Demokrasi dalam Bahaya, Rakyat Tetap Berjuang
John Muhammad dari Salam 4 Jari juga mengamini gerakan Coblos 3 Paslon. Menurutnya, gerakan tersebut adalah salah satu upaya menjadi oposisi atas politik elektoral ‘akal-akalan’.
“Demokrasi kita dalam bahaya dalam konteks ini,” kata John. “Pilkada-nya juga didesain satu putaran untuk satu calon tertentu di rezim Jokowi-Prabowo.”
Masalahnya tidak berhenti pada paslon gubernur yang tidak paham isu Jakarta. Sebelumnya, paslon gubernur Pongrekun-Kun Wardana disinyalir mencatut KTP warga DKI Jakarta secara ilegal untuk mencalonkan diri di pilkada Jakarta. Praktik tersebut bisa saja terjadi pula di daerah-daerah lain. John menyebut hal ini sebagai tindakan kriminal.

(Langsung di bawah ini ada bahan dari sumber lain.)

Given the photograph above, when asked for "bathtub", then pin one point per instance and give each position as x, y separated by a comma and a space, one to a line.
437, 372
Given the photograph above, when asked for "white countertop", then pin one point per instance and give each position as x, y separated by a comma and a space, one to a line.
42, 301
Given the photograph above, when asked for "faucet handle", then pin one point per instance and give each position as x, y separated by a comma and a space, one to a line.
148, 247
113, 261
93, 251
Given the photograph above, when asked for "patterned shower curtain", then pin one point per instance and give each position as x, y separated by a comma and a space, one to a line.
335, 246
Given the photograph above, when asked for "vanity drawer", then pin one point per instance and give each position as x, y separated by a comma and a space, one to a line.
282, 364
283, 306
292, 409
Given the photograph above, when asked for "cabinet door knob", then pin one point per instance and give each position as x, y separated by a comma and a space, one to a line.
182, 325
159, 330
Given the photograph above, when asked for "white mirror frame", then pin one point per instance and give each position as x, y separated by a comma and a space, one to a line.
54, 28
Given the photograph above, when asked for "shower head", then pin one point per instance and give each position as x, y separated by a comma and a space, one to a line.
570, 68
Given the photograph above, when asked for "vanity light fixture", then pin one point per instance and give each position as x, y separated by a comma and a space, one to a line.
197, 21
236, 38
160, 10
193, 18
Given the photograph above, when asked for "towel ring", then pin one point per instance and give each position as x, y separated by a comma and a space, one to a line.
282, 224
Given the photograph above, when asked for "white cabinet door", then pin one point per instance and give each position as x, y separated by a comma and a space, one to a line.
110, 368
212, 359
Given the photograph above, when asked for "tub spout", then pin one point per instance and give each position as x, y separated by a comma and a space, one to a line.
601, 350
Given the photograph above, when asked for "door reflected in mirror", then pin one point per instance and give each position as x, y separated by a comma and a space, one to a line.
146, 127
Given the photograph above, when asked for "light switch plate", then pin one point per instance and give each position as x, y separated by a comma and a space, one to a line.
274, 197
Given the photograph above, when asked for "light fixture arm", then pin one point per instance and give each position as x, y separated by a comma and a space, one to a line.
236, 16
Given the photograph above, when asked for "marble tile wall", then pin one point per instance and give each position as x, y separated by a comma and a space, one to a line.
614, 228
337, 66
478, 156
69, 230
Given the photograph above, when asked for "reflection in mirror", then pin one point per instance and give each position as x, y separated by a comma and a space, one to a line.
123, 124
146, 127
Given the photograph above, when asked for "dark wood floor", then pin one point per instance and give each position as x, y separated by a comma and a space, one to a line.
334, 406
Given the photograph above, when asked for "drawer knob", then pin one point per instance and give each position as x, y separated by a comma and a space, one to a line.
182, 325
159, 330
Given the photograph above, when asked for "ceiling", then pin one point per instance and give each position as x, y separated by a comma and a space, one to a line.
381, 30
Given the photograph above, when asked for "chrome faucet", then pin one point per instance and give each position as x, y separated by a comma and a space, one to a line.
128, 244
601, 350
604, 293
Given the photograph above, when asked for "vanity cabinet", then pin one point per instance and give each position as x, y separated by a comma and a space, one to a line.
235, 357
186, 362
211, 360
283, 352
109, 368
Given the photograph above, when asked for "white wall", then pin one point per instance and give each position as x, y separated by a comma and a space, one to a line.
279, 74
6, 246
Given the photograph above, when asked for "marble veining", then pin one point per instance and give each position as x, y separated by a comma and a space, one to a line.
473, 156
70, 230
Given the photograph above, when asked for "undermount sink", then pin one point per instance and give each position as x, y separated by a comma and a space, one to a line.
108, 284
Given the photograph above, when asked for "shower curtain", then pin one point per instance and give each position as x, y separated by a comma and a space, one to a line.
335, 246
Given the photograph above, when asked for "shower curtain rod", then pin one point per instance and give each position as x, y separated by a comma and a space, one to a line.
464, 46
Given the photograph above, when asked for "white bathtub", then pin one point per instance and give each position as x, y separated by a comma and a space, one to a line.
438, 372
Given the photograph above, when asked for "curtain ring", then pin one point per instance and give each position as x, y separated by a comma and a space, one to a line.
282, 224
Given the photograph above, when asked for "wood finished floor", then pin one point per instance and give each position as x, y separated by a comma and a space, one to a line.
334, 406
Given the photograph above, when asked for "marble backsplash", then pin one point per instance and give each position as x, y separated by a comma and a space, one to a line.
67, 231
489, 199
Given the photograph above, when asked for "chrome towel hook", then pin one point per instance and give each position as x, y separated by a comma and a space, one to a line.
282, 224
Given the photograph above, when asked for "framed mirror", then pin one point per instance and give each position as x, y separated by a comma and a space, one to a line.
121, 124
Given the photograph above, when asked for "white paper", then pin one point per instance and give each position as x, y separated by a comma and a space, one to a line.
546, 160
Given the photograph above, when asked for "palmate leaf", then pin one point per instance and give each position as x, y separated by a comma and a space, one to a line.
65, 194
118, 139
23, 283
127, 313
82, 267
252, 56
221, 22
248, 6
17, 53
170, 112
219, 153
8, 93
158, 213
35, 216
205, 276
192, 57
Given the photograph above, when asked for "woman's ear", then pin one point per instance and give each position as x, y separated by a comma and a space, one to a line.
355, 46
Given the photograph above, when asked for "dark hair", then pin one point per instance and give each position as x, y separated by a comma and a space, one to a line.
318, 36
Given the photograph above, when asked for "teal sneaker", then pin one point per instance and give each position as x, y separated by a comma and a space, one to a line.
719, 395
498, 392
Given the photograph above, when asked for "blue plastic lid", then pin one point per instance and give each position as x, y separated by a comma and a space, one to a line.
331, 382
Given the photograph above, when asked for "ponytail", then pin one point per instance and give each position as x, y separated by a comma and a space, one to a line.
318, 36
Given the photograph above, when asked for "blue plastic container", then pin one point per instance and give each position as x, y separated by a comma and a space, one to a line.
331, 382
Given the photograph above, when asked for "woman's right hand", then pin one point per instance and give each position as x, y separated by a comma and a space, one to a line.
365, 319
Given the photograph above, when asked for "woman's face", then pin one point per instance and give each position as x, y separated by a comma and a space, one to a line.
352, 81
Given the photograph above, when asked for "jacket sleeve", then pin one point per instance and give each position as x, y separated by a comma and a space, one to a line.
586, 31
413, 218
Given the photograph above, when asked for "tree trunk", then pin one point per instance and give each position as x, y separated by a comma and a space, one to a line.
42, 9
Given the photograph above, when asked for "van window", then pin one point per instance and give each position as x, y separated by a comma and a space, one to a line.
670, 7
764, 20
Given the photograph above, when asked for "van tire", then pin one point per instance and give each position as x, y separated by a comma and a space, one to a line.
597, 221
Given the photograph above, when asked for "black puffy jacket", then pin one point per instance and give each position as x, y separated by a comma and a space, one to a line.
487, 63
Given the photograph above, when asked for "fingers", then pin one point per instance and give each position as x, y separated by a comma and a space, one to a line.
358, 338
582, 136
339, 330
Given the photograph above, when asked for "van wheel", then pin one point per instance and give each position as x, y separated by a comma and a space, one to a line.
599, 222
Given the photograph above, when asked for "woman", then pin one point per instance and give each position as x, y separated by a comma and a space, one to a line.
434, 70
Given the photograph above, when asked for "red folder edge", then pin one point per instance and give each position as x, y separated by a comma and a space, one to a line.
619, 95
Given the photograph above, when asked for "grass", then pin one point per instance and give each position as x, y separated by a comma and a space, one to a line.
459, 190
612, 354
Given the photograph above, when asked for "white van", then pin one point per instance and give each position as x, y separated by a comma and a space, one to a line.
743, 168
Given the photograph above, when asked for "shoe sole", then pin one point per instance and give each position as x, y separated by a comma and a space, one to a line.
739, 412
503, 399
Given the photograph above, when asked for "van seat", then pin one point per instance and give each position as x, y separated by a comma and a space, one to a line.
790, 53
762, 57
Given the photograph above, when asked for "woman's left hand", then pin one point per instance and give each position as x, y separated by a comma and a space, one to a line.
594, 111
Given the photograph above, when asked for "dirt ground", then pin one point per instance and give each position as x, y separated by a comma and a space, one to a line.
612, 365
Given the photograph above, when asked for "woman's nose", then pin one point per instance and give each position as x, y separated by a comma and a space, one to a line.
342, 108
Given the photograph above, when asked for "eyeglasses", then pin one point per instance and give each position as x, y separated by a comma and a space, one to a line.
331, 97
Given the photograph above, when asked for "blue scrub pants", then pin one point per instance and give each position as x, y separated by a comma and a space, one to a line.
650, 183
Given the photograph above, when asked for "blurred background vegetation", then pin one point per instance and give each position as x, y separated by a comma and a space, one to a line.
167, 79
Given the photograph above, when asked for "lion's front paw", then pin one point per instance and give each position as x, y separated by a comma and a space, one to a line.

“Jadi kalau bisa memang kita kritis pada soal itu,” kata John. “Bahwa apakah dia paslon boneka atau tidak. Selama mereka tidak menyuarakan apa yang sebenarnya dikehendaki akar rumput, mereka adalah pihak yang problematik.”
Baca Juga: Akses Sepeda Yang Baik Bisa Berdayakan Perempuan Di Daerah Miskin
Sementara itu, menurut pakar hukum Bivitri Susanti, memilih atau tidak memilih sama-sama merupakan hak politik. Namun, tentu ada kekhawatiran dipidana karena dituding golput saat kontestasi politik berlangsung.
“Kita bisa dipidana kalau memaksa orang untuk golput dengan kekerasan,” kata Bivitri. “Kalau sekadar ngomong ‘golput itu nggak apa-apa’, itu nggak seharusnya kena pidana. Tidak memilih, tidak kena pidana.”
Lanjutnya, “Yang kena pidana kalau kita memaksa orang tidak memilih dengan pemaksaan / kekerasan / gratifikasi. Tujuan berpolitik adalah untuk pemenuhan hak-hak kita. Jadi kalau kita tahu tidak ada yang dapat memenuhi hak-hak kita, nggak apa-apa.”
JRMK telah menyatakan sikap coblos 3 paslon di depan KPUD. Namun, kemungkinan besar tetap akan ada paslon yang terpilih. Dengan demikian, apakah gerakan tersebut sebetulnya berdampak?
Jawab Bivitri, gerakan itu tentu berdampak. Namun, “Masalahnya adalah dampaknya langsung atau tidak langsung? Ini adalah menghukum secara politik. Penghitungannya bukan dari dasar pemilih tetap, penghitungannya dari jumlah orang yang memilih.”
Baca Juga: Ada Dana Otsus, Kenapa Papua Masih Terancam Kelaparan dan Kemiskinan?
“Kalaupun ada dampak, tidak akan signifikan. Sehingga ini adalah narasi politik sebagai bentuk pemberdayaan dan memberikan sanksi politik. “
Eny sadar, golput lewat gerakan Coblos 3 Paslon bukan satu-satunya solusi. Toh, dari banyak kasus, tetap akan ada yang menang dalam kontestasi politik seperti ini.
“Tapi setidaknya pemerintah Jakarta tahu, kita sebagai warga Jakarta memprotes,” Eny berkata. “Kita tidak tinggal diam ketika pemerintah menzalimi demokrasi. Apa pun yang akan terjadi, kita akan tetap berjuang.”